The Hunter Valley is the world's largest export basin for thermal coal used in power stations. The Illawarra escarpment contains Australia's oldest mines for coking coal used in steelmaking. This region was built on coal, which overtook iron ore to become the country's most valuable export last year. Electoral seats in the Hunter, one of the few parts of Australia where coal is a major employer, swung heavily toward Morrison's government in the country's May election.

Australia's climate debate is fraught, but it would be a whole lot more fraught if the country faced up to the scale of its responsibility. The country, with a population little larger than 25 million, likes to think of itself as a minor player on the global stage. "Australia is responsible for just 1.3% of global emissions," Morrison told the United Nations General Assembly last month.

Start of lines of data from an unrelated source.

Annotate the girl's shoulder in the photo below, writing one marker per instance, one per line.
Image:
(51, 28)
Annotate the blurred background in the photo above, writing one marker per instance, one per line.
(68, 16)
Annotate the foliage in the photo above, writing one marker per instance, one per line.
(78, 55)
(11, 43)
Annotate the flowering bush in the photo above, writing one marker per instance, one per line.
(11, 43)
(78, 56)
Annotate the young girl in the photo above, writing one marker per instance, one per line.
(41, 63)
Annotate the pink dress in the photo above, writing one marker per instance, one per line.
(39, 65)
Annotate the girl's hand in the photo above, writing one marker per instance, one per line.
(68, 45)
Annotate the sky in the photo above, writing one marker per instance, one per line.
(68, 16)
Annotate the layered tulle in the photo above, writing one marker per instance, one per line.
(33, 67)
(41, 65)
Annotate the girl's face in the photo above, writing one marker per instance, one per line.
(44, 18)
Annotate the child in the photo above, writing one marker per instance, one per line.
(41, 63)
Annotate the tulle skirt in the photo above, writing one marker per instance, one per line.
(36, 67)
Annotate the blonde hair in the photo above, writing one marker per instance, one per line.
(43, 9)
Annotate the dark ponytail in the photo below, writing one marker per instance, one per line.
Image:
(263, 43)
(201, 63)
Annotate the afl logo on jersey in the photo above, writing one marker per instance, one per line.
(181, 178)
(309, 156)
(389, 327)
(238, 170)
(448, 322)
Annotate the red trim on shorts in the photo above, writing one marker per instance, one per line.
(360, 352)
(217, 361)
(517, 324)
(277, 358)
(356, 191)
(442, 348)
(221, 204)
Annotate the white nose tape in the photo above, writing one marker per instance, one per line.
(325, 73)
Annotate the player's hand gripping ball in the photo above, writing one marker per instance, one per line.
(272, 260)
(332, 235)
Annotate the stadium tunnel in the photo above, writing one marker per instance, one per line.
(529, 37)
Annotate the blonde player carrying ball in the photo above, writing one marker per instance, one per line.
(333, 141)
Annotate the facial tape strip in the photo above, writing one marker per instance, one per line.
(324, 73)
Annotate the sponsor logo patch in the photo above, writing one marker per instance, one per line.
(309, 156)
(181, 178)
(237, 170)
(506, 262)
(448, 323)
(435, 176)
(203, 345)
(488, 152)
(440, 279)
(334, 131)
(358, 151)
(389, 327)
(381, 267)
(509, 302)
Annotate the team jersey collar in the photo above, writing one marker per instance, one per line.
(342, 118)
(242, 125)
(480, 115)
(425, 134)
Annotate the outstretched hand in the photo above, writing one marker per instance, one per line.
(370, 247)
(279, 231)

That argument is only tenable if you exclude the country's exports from the equation. Australia is the world's largest fossil fuels exporter after Russia and Saudi Arabia. The coal and natural gas the government expects to be shipped in 2024 will produce about 1.2 billion tons of carbon dioxide when burned, a larger emissions total than any nation except China, the U.S., India, Russia and Japan.

The exclusion of exports is, to be sure, standard in international carbon budgeting, which typically counts only emissions within a country's borders toward its total. But even Australia's ability for doublethink may be challenged by the sight of a government that's aggressively trying to revive coal exports touring mining regions devastated by bushfires — events that will become more frequent and devastating as a result of climate change.

Neither the government nor the Labor opposition would countenance interfering with the export trade. Indeed, all the movement is in the opposite direction. Just last month, the Berejiklian government introduced a bill to ensure that the agency granting planning approval to new mining and petroleum projects couldn't consider overseas greenhouse impacts as part of its environmental assessments. 

Climate change impacts could make existing homes uninsurable and temperature increases above 2 degrees centigrade may push some areas "beyond affordability or indeed habitability," Insurance Australia Group Ltd. warned this year. As many as one in 20 homes could be rendered uninsurable by 2100 from natural disaster risk, according to a report by Australian Broadcasting Corp. last month.

Australians should understand what is happening. Government rhetoric isn't just words, and its effects aren't just theoretical. A mass transfer of wealth is under way. For the sake of the small sum that comes into government coffers as mining royalties and taxes, politicians are doing everything to support activities that push more carbon into the atmosphere.

The consequence will ultimately be borne by local households, who will see rising costs for insurance and fire-resistant renovation, falling property values as fire-prone lands extend their reach, and ultimately the threat of destruction and even death when the inferno comes.